Description

Isotretinoin (13-cis-retinoic acid) is a highly effective retinoid derivative of vitamin A, renowned for its use in the treatment of severe, recalcitrant nodular acne. By significantly reducing sebum production, modulating follicular keratinization, and exerting anti-inflammatory effects, it has proven to be a transformative therapy for patients with conditions unresponsive to conventional treatments. However, its potent biological activity is accompanied by a well-documented and diverse profile of adverse effects, ranging from common mucocutaneous symptoms like xerosis and cheilitis to more serious concerns such as teratogenicity, psychiatric effects, and musculoskeletal complaints.

Among these musculoskeletal adverse events, sacroiliitis-the inflammation of one or both sacroiliac (SI) joints-has emerged as a significant, though potentially underrecognized, clinical entity. The sacroiliac joints, which connect the sacrum to the iliac bones of the pelvis, are a primary site for inflammatory processes seen in spondyloarthropathies (SpA) such as ankylosing spondylitis. The presentation of Isotretinoin-induced sacroiliitis often mirrors that of these idiopathic conditions, characterized by insidious-onset lower back pain, buttock pain, and stiffness that may improve with activity and worsen with rest. Morning stiffness is a common feature, and pain can often be referred to the groin or posterior thigh.

The pathophysiological mechanism linking isotretinoin to sacroiliitis remains incompletely elucidated but is a subject of active investigation. Retinoids are known to modulate the immune system, influencing the differentiation and proliferation of various immune cells. It is hypothesized that isotretinoin may disrupt the delicate balance between pro-inflammatory and anti-inflammatory cytokines, potentially triggering an inflammatory cascade in genetically predisposed individuals. This theory is supported by the observation that symptoms often resolve upon discontinuation of the drug and may recur upon re-challenge, satisfying important criteria for a causal relationship.

The clinical significance of this adverse effect lies in its impact on quality of life and the potential for misdiagnosis. The symptomatology can be severe enough to limit daily activities and may be mistakenly attributed to a primary rheumatic disease, leading to unnecessary long-term immunosuppressive therapy if the temporal link to isotretinoin is not identified. Therefore, a high index of suspicion is crucial for dermatologists, rheumatologists, and primary care physicians alike.
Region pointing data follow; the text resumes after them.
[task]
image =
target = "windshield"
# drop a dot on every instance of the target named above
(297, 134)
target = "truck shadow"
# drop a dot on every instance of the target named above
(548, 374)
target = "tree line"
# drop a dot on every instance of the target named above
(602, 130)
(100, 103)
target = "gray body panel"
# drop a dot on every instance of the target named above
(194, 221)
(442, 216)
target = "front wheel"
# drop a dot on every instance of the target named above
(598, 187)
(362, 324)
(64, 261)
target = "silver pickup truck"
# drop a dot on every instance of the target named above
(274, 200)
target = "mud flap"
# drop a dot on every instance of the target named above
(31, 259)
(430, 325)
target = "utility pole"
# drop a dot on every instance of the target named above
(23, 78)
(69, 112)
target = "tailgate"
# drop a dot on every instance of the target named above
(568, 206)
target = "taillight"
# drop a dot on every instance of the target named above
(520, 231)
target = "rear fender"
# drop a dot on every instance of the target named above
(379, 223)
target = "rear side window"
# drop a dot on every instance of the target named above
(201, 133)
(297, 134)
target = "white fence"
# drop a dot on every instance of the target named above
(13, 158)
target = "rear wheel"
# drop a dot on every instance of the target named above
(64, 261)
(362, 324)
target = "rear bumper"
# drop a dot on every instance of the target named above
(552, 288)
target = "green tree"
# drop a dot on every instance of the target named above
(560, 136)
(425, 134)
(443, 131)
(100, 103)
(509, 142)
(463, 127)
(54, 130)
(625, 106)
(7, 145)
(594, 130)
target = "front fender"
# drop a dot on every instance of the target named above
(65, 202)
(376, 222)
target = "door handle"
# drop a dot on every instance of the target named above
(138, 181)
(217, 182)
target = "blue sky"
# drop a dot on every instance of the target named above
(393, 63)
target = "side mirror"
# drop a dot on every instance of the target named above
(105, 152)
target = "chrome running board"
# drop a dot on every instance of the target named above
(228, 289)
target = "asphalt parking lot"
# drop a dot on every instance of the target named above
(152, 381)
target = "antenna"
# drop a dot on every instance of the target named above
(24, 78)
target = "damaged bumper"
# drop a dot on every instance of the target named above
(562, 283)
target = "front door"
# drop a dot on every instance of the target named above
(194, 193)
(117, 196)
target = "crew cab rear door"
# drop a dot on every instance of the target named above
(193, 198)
Aim: To compare the effectiveness of High-Intensity Laser Therapy (HILT) in reducing pain intensity, in patients diagnosed with Isotretinoin-Induced Sacroiliitis.

Secondary Objectives:

• To assess and compare the improvement in functional status and quality of life between the two intervention groups using validated questionnaires.
• To evaluate and compare the reduction in disease activity and inflammatory symptoms (e.g., morning stiffness, night pain) between the groups.
• To measure and compare the improvement in spinal mobility and specific sacroiliac joint provocation tests.
• To monitor the safety and adverse event profile of HILT in this patient population.

Study Design:

A single-center, prospective, randomized, controlled, parallel-group trial with a 1:1 allocation ratio. The outcome assessor will be blinded to the treatment allocation (assessor-blinded). The physiotherapist administering the therapy and participants and cannot be blinded due to the nature of the interventions.